Riskless(?) Covered Call????

Discussion in 'Options' started by wayneL, Mar 6, 2007.

  1. wayneL

    wayneL

    Hi,

    I'm not a particular fan of covered calls, but was pointed to this blog post: http://www.callwriter.com/blog/2007/03/05/new-riskless-covered-call-strategy/

    It's John Brasher's blog and of course he is trying to pull in some seminar business, but the concept intrigued me. I would love to have a look at this strategy to see what he is on about... haven't been able to bust it from the "clues".

    Anyway here's the post - Any ideas what it is?:

     
  2. I don't have time to beat this guy down (the blogger), let's just say he's FOS. :p

    I'm sure some others will give him hell...
     
  3. That excerpt is so full of crap it's hard to disect.

    I suspect he's putting on equity collars or verticals and leaving that "minor" detail out to make you sign up.
     
  4. The only riskless options/equity strategy would be where you buy an equity, write a call & buy a put at the same strikes. This will not work on most average stocks. You would have to get something with a little more beta. If you want a real world example, check out NVDA as it is hovering around the $30 mark. An April collar would yield you a dime & a June collar would yield you 30 cents or so with 0% risk.

    Tying up all of your money for 3+ months to pocket 30 cents is really not prudent or practical, unless maybe you are a conservative billionaire. I think if you annualized this kind of return it would be somewhere around 5%ish. Assuming of course you use no margin in this kind of strategy, because that would wipe pretty much all of your profits out.
     
  5. wayneL

    wayneL

    I'm thinking along the same lines, in which case he certainly is FOS.

    Each strategy I can think of either doesn't match the "clues" (eg collars) or contains significantly more risk than indicated.

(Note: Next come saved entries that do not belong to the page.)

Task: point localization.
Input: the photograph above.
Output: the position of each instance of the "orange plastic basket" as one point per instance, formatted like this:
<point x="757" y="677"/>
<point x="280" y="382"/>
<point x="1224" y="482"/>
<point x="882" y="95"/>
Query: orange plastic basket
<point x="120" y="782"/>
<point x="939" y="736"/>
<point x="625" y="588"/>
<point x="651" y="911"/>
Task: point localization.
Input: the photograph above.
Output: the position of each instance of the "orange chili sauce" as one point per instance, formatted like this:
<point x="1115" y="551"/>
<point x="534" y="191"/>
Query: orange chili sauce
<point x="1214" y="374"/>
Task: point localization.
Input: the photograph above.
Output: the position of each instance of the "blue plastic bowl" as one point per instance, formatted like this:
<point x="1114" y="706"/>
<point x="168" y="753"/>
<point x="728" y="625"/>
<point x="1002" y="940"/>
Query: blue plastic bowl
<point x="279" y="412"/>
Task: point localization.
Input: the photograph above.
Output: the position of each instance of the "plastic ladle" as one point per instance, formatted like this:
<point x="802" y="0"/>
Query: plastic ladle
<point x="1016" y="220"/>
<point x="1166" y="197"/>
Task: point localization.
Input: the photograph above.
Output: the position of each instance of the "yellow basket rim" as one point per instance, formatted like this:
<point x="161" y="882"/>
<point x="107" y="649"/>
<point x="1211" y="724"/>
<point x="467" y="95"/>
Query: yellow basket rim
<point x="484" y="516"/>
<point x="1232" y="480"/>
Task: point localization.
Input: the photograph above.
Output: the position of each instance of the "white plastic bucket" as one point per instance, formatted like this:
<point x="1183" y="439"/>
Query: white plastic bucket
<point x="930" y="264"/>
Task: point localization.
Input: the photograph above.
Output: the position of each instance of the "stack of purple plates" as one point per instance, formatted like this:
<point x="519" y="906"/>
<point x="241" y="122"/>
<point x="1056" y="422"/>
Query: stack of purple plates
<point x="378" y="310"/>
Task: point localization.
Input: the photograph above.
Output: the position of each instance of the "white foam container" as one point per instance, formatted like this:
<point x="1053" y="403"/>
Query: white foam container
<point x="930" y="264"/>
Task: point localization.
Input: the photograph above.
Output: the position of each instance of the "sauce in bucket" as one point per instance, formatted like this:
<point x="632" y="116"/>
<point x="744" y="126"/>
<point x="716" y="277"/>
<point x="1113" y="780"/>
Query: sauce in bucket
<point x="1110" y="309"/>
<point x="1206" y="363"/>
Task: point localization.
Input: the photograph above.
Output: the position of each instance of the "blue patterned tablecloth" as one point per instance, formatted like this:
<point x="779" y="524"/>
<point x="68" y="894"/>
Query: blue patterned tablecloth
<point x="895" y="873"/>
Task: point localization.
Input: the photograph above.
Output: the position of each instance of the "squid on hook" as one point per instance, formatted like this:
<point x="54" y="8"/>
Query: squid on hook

    More creative stuff usually has vega risk that is easily hidden from noobs.
     
  6. just21

    just21

    Maybe he is using a LEAP or longer term put option that is paid for by a couple of months of short calls. You could just do covered LEAPS.
     
  7. MTE

    MTE

    Won't work, those 10-30 cents are cost of carry on the stock, so there's no zero risk profit there.
     
  8. MTE

    MTE

    That guy is FOS as others have suggested.
     
  9. Apparently it is a carry trade (buy conversions/reversals for a credit equivalent to the risk free rate). I pointed this out on the blog. He believes the new margin rules would allow you to own 1000 shares of google for $18k.
     
  10. wayneL

    wayneL

    BTW the "Wayne" commenting on the blog is not moi.